Message on World AIDS Day
1 December 2012
World AIDS Day is a day for the expression of international solidarity with every person affected by HIV. A day on which we gather to reaffirm our commitment to reaching the HIV and AIDS goals agreed by the global community.
And our resolve is needed. We find ourselves at a decisive moment in the history of this pandemic. We are starting to shape our future response to AIDS through proven scientific tools such as male circumcision, and a comprehensive package of interventions for people who inject drugs, including community-based drug dependence treatment.
In some countries, HIV epidemics are levelling off with a decreasing number of new infections over the past ten years. Today, the global community finds itself in the position of discussing the implications of HIV for development, as well as shaping the post-2015 agenda.
These achievements, however, must be seen in context. Regrettably, there are still increases of HIV infections among drug users, and we are seeing new epidemics in countries where traditionally the epidemics were not driven by unsafe drug use.

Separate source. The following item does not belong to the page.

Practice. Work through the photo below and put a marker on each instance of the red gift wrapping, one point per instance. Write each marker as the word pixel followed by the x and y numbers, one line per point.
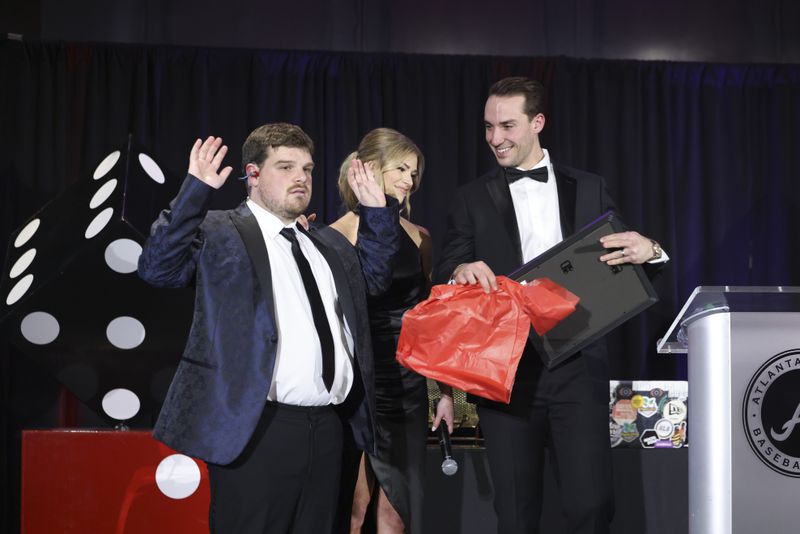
pixel 472 340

There is also a marked reluctance by countries to address the very severe epidemics in prisons and other closed settings.
Through the UNAIDS family, we are providing countries with a framework which shows that it makes sense to continue investing in the AIDS response, based on the principles of shared responsibility and "Know your epidemics." Interventions for key populations, including drug users and people in prisons, could be game changers.
Halting and reversing the spread of HIV among drug users and in prisons remains an important but ambitious target. I remain optimistic that it can be done. HIV epidemics among drug users and in prison populations are avoidable and can be reversed. We have all the tools in hand, but using them requires bold and courageous responses based on evidence-based approaches, human rights and gender equity, particularly if measures for key populations, including injecting drug users, are to be put into place.
UNODC stands ready to assist by providing countries with technical assistance, and the means to create a favourable political and legal environment for evidence-based prevention and treatment options. I appeal to countries and their leaders not to neglect their key populations such as female sex workers, men who have sex with men, prisoners and injecting drug users. If we fail, we will not be able to end HIV and AIDS.